Have any of you seen Hannah Gadsby’s brilliant Nanette on Netflix?  Please treat yourself for 60 minutes if you haven’t – particularly relevant is her take on Picasso and the complicit, communal effort to protect powerful mens’ reputations. It’s made me think about my own destructive place in that fold. “We think reputation is more important than anything,” she says in this clip from the show, “Including humanity.”

Silver spray paint drips and runs. It’s very hard to get it smooth, like a mirror. And silver glitter paint, I found the hard way creates a roughness that makes speedy sliding hard.  Ultimately, what one needs is silver metallic appliance paint and a paintbrush to smooth it out.  It’s absurdly painstaking but at least by Thursday the weather had cooled, so it was easier going, and I finally could look forward to putting down the AstroTurf.  At Lowe’s, this kid employee asked the one cutting my ‘turf, “Who buys this stuff anyway? What do people even do with it?”  “Boats,” said my Lowe’s guy.  “And this lady,” he added, with a friendly cock of his thumb back towards me. “I’m not sure what she’s doing.”

I don’t really know what I am doing either.   This project might be a total time waster, or it might make a little boy happy.
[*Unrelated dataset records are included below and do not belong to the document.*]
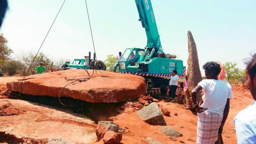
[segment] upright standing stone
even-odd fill
[[[202,80],[197,56],[196,46],[191,32],[188,31],[188,59],[187,74],[188,79],[188,88],[191,90]],[[196,101],[198,103],[202,100],[201,92],[196,94]]]

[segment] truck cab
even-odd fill
[[[70,60],[68,60],[62,66],[62,69],[63,70],[72,68],[84,69],[85,65],[89,65],[89,61],[87,61],[85,59],[75,59],[73,62],[70,63]]]

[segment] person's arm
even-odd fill
[[[198,85],[192,90],[191,93],[192,101],[193,104],[195,104],[197,102],[196,102],[196,93],[201,91],[202,88],[202,86]],[[204,108],[199,106],[198,104],[195,106],[195,108],[196,109],[196,112],[199,114],[203,112],[204,110],[207,109],[207,108]]]
[[[254,132],[256,125],[253,124],[244,124],[240,120],[235,119],[234,121],[236,134],[237,144],[252,144],[256,141]]]
[[[226,106],[225,106],[225,108],[224,109],[224,112],[223,113],[223,119],[222,120],[222,122],[221,122],[221,124],[219,129],[219,133],[222,133],[222,132],[223,131],[223,126],[224,126],[225,122],[226,122],[227,118],[228,118],[228,113],[229,112],[229,100],[230,100],[229,99],[228,99],[227,100],[227,103]]]

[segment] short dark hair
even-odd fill
[[[2,25],[4,18],[8,9],[7,0],[0,0],[0,28]]]
[[[218,76],[220,72],[220,66],[215,61],[208,61],[203,66],[203,68],[214,76]]]
[[[250,76],[251,81],[253,81],[256,74],[256,53],[252,56],[251,60],[248,62],[247,70]],[[253,84],[253,83],[252,84]]]

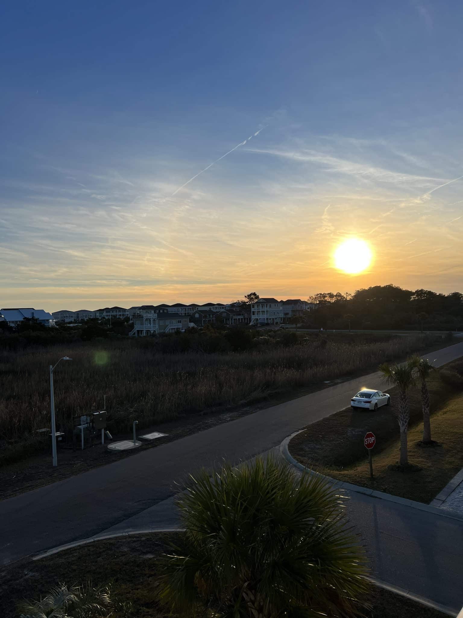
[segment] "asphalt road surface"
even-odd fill
[[[436,366],[444,365],[463,356],[463,342],[430,356]],[[189,473],[278,446],[293,431],[345,407],[362,387],[386,389],[379,375],[372,373],[4,500],[0,564],[123,527],[128,518],[141,521],[151,513],[159,517],[163,509],[172,513],[167,499]],[[463,604],[463,522],[354,493],[345,495],[375,577],[456,609]]]

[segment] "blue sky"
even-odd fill
[[[4,4],[0,305],[461,289],[462,17]],[[352,235],[375,256],[356,277],[331,260]]]

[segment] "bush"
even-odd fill
[[[324,480],[259,457],[203,471],[178,506],[185,533],[159,561],[159,596],[173,611],[362,614],[364,550]]]
[[[463,377],[453,369],[443,369],[439,372],[444,384],[459,390],[463,389]]]
[[[269,337],[256,348],[253,339],[251,349],[232,353],[222,351],[230,345],[222,335],[207,333],[0,349],[2,436],[15,440],[49,426],[48,368],[63,356],[73,360],[61,363],[55,374],[57,428],[72,427],[73,416],[97,409],[106,395],[108,420],[117,433],[130,431],[134,420],[141,428],[180,414],[262,400],[377,366],[429,344],[419,335],[357,341],[323,334],[307,339],[305,345],[285,345]],[[161,351],[185,342],[190,345],[186,352]]]

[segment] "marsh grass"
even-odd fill
[[[422,336],[356,342],[314,337],[300,345],[262,346],[241,353],[163,354],[133,340],[0,351],[0,440],[23,439],[49,427],[49,365],[54,373],[57,425],[102,409],[111,430],[130,430],[179,415],[249,403],[352,374],[405,356],[430,342]]]

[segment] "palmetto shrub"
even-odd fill
[[[180,615],[360,615],[365,555],[323,479],[283,461],[227,464],[191,478],[186,532],[160,560],[161,599]]]

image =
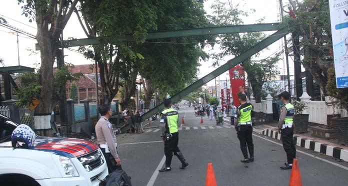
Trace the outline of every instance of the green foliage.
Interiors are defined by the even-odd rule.
[[[295,109],[295,114],[301,114],[308,106],[306,102],[294,101],[292,105]]]
[[[69,94],[70,99],[72,99],[76,101],[78,101],[78,87],[76,86],[75,83],[72,84],[72,87],[70,87],[70,93]]]
[[[209,98],[209,104],[210,105],[218,105],[219,99],[214,97],[211,97]]]
[[[334,68],[328,69],[328,81],[326,84],[326,90],[328,95],[336,100],[340,107],[348,111],[348,88],[337,88]]]
[[[238,9],[238,5],[227,8],[226,3],[218,0],[212,6],[213,14],[208,16],[209,19],[212,24],[218,26],[243,24],[242,18],[250,16],[255,10],[242,10]],[[258,22],[262,21],[263,18],[260,18]],[[240,55],[266,37],[266,35],[262,32],[220,35],[217,43],[221,45],[221,51],[212,54],[212,58],[215,60],[213,65],[218,65],[226,55]],[[261,102],[264,83],[280,73],[276,67],[280,54],[281,52],[278,52],[260,60],[253,61],[250,58],[242,63],[244,70],[248,73],[248,81],[251,84],[256,103]],[[254,56],[258,55],[258,53]]]
[[[42,86],[38,81],[37,74],[34,72],[24,72],[20,77],[20,86],[17,92],[17,107],[28,106],[33,98],[38,98]]]
[[[328,0],[292,2],[296,4],[294,5],[296,17],[287,16],[282,26],[300,38],[300,45],[303,50],[301,52],[304,53],[302,64],[313,75],[322,91],[327,93],[328,70],[334,66]]]

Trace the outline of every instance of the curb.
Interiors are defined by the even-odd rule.
[[[278,131],[270,129],[262,130],[262,134],[269,137],[280,140],[282,135]],[[294,136],[294,141],[296,142],[296,145],[309,149],[314,152],[322,153],[334,158],[348,162],[348,150],[340,147],[334,147],[328,144],[316,142],[312,140]]]

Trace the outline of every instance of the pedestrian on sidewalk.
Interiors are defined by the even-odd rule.
[[[296,147],[294,141],[294,125],[292,118],[295,113],[294,105],[289,103],[290,94],[286,91],[280,94],[282,101],[284,103],[280,108],[280,114],[278,123],[278,133],[282,134],[280,140],[283,144],[283,148],[286,153],[288,163],[284,166],[280,167],[282,170],[292,169],[292,161],[296,158]]]
[[[241,160],[242,163],[254,162],[254,144],[252,144],[252,105],[249,102],[244,88],[240,87],[241,93],[238,93],[238,98],[240,105],[237,109],[234,121],[234,128],[237,131],[237,136],[240,143],[240,150],[244,156]],[[248,158],[248,150],[250,157]]]
[[[231,117],[231,125],[234,124],[234,114],[236,114],[236,107],[232,102],[231,105],[231,110],[230,111],[230,116]]]
[[[105,158],[108,173],[110,174],[116,170],[122,170],[117,151],[117,139],[108,121],[112,114],[106,105],[99,107],[99,113],[102,117],[96,125],[96,141]]]
[[[212,120],[212,113],[214,112],[214,111],[212,110],[212,107],[210,107],[210,111],[209,111],[209,114],[210,115],[209,115],[209,120]]]
[[[162,112],[160,128],[161,138],[164,142],[164,154],[166,155],[166,166],[159,170],[160,173],[170,171],[172,168],[172,158],[173,154],[178,157],[182,163],[180,169],[184,169],[188,166],[182,154],[180,151],[178,144],[179,142],[179,134],[178,128],[178,121],[179,113],[172,108],[172,101],[165,99],[164,101],[164,110]]]
[[[136,134],[139,134],[140,133],[143,133],[144,132],[144,130],[142,129],[142,123],[140,120],[140,113],[139,113],[138,111],[136,111],[135,118]]]

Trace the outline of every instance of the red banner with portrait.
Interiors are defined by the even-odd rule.
[[[229,71],[233,102],[234,105],[238,107],[240,104],[237,94],[240,91],[240,87],[245,87],[246,86],[246,75],[244,70],[243,70],[243,67],[240,65],[238,65],[230,69]]]

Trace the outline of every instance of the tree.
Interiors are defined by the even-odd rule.
[[[40,47],[41,66],[38,79],[42,89],[38,113],[50,113],[53,110],[54,93],[53,65],[60,45],[60,38],[78,0],[18,0],[22,4],[22,14],[35,20],[36,40]]]
[[[243,24],[243,17],[247,17],[255,11],[245,11],[238,9],[238,5],[226,8],[226,3],[216,1],[212,6],[213,14],[208,16],[212,24],[218,26]],[[262,19],[258,22],[261,22]],[[220,52],[212,54],[215,59],[213,65],[218,65],[226,55],[238,56],[265,38],[266,35],[262,32],[238,33],[219,36],[217,43],[220,45]],[[256,56],[258,56],[256,54]],[[242,63],[246,72],[248,81],[252,88],[256,103],[261,102],[262,86],[266,81],[279,74],[276,69],[276,63],[280,59],[280,53],[260,60],[252,60],[250,58]]]
[[[164,14],[158,15],[160,30],[206,26],[203,3],[197,0],[170,1],[164,4]],[[169,93],[175,94],[192,82],[196,75],[200,60],[207,59],[202,49],[212,36],[182,37],[156,39],[140,46],[144,56],[140,74],[145,79],[146,108],[156,89],[161,99]],[[200,43],[200,44],[198,43]],[[170,73],[168,73],[170,72]]]
[[[70,94],[69,94],[70,99],[72,99],[76,101],[78,101],[78,87],[76,87],[76,84],[72,83],[72,87],[70,87]]]
[[[156,29],[156,1],[94,0],[81,0],[81,17],[77,8],[75,12],[88,38],[110,36],[101,40],[102,44],[92,48],[82,47],[88,58],[98,63],[100,69],[102,93],[99,99],[102,104],[107,98],[108,103],[118,91],[119,85],[124,91],[122,105],[126,104],[130,95],[135,90],[135,80],[138,65],[142,57],[134,51],[134,44],[143,42],[148,30]],[[82,22],[84,20],[84,22]],[[120,36],[130,34],[135,42],[123,42]],[[134,64],[136,63],[136,65]],[[120,83],[120,79],[124,81]]]
[[[218,99],[214,97],[212,97],[209,98],[209,104],[210,105],[218,105],[219,103],[219,100]]]
[[[304,67],[310,72],[324,94],[328,93],[328,70],[334,67],[328,1],[290,0],[296,18],[286,17],[283,25],[300,37]],[[302,52],[303,51],[303,52]]]

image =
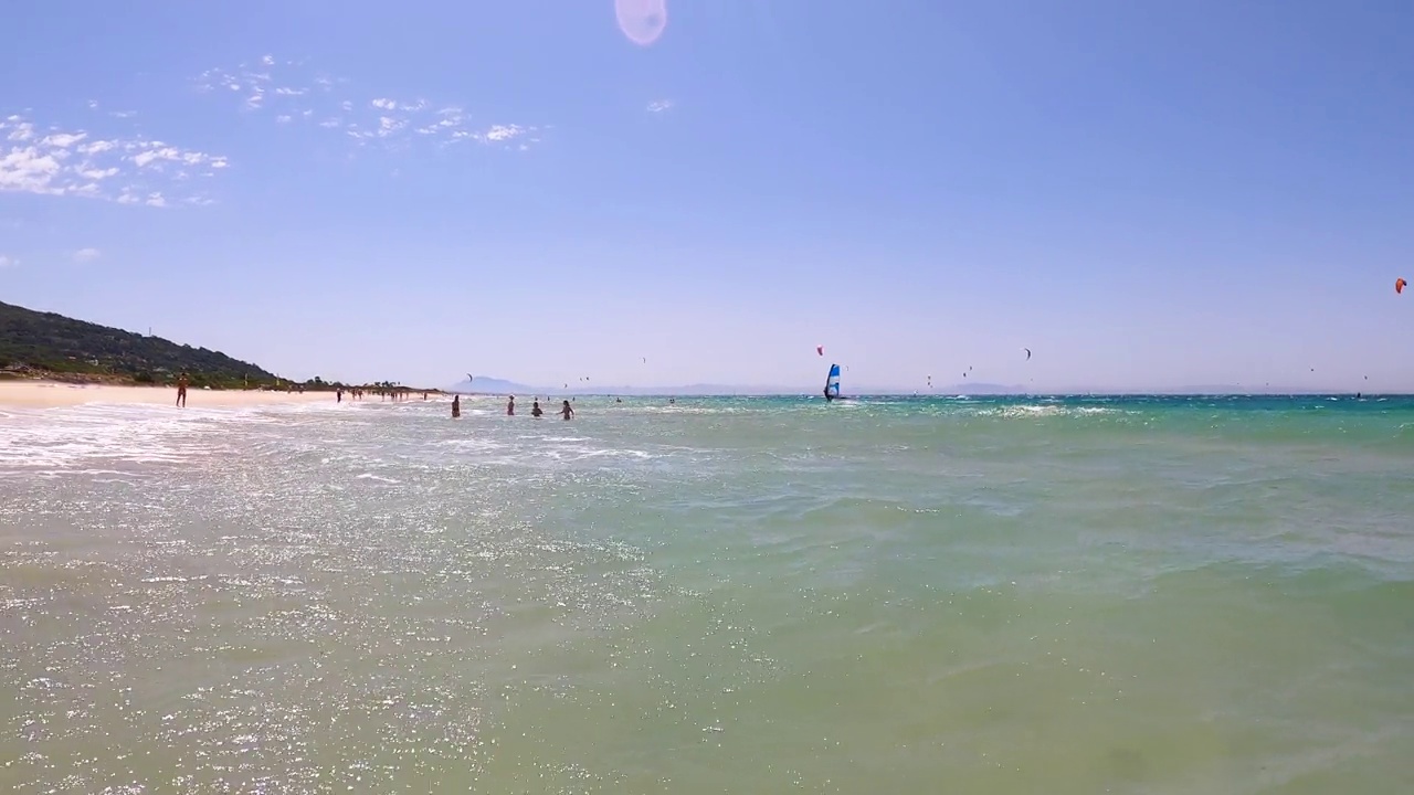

But the process feels like something, like a room I’m occupying this week.  It’s felt good to do these normal life things when I had just given my daughter a message that our national government was overtly contradicting.  You aren’t listened to if you report sexual assault. If you do so it will be at great peril and risk to yourself and all you hold dear.  The world will tell you your value is in how you look, but if you draw too much attention – or just randomly draw the short straw – this will be your undoing, the reason you are on opiates with back pain and seeing a pain psychologist in 25 years.  I reject this as Charlotte’s world. (I reject this as anyone’s world).

I want my daughter’s world to be as open-ended and magical as this play house we are creating.  Tonight we are hanging the lights and unveiling it for the birthday boy. Hopefully, our little half-baked project will breathe a little more life, a little more play, into this old treehouse.  And I am, actually, hopeful.